Closed yueli8 closed 6 months ago
Hey Yue,
Would you mind making a reproducible example for this issue?
It looks like the function works for at least one element of combinedTCR - but not all - so the issue may be in the list elements. Do all the elements of the combinedTCR have contig information?
Thanks, Nick
Hello Nike,
Thank you so much for your quick response!
Unfortunately, it still does not work.
I worked with scRepertoire
on version 2.0.3
. It works well onpositionalEntropy
, but does
not on positionalProperty
.
Thank you in advance for your great help!

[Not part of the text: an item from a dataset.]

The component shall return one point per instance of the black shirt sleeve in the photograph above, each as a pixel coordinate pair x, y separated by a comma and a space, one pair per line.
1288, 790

Please see attached files.
Best,
Yue
rm(list=ls())
library(immunarch)
library(scRepertoire)
library(tidyverse)
library(SingleCellExperiment)
library(Seurat)
library(powerTCR)
read_mixcr_n_trans<- function(file,...){
df <- read.delim(file)
# transform the cell id {be consist with RNA data}
{
well<- gsub(df$tagValueCELL,pattern = "[AGCT]*-",replacement = "")

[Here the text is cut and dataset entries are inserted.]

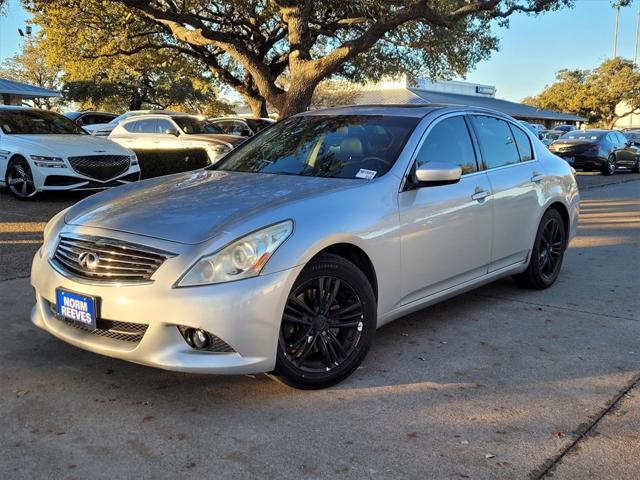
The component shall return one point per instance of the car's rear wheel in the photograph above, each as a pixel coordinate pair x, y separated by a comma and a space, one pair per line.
548, 253
610, 167
328, 324
20, 179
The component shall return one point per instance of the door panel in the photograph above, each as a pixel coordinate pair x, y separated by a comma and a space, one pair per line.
516, 202
446, 235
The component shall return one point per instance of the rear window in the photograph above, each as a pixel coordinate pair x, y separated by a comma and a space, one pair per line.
582, 135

hp<- gsub(df$tagValueCELL,pattern = "-[AGCT]*-.*",replacement = "")
rt<- str_extract(df$tagValueCELL,pattern = "-[AGCT]{10}")%>%
str_sub(.,start = 2,end = nchar(.))
}
# add a column named "tagValueCELL" {as normal mixcr output}
df$tagValueCELL<- paste(well,hp,rt,sep ="_" )
return(df)
}
#four samples# Step1: Load MIXCR output -----------------------------------------
TIL_4095_1 <- "TIL_4095_101.csv"
TIL_4095_2 <- "TIL_4095_201.csv"
TIL_4095_3 <- "TIL_4095_301.csv"
TIL_4095_4 <- "TIL_4095_401.csv"
filelist <- c(TIL_4095_1,TIL_4095_2,TIL_4095_3,TIL_4095_4)
samples <- c("S1","S2","S3","S4")
contig_list<- lapply(filelist, function(x) read_mixcr_n_trans(x))

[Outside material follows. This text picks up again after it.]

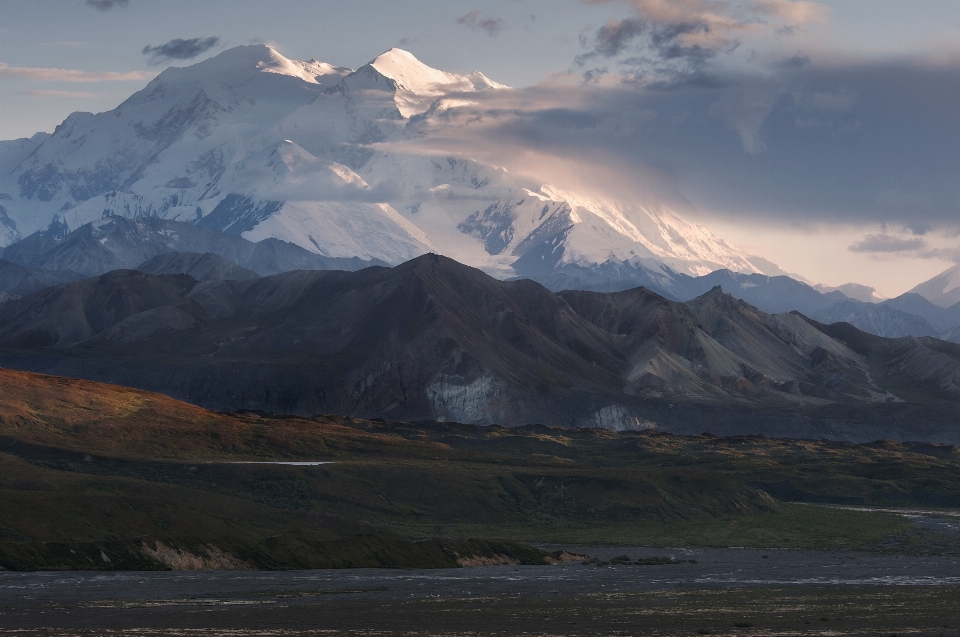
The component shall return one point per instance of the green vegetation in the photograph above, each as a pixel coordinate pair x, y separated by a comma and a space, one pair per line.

colnames(contig_list[[1]])
# convert to "scRepertoire" style
contig.list <- loadContigs(contig_list, format = "MiXCR")
#combineTCR
combined.TCR <- combineTCR(contig.list,
samples = samples,
removeNA = FALSE,
removeMulti = FALSE,
filterMulti = FALSE)
positionalEntropy(combined.TCR,
chain = "TRB",
aa.length = 20)
#positionalProperty
positionalProperty(combined.TCR[c(1,2)],
chain = "TRB",
aa.length = 20,
method = "Atchley") +
scale_color_manual(values = hcl.colors(5, "inferno"))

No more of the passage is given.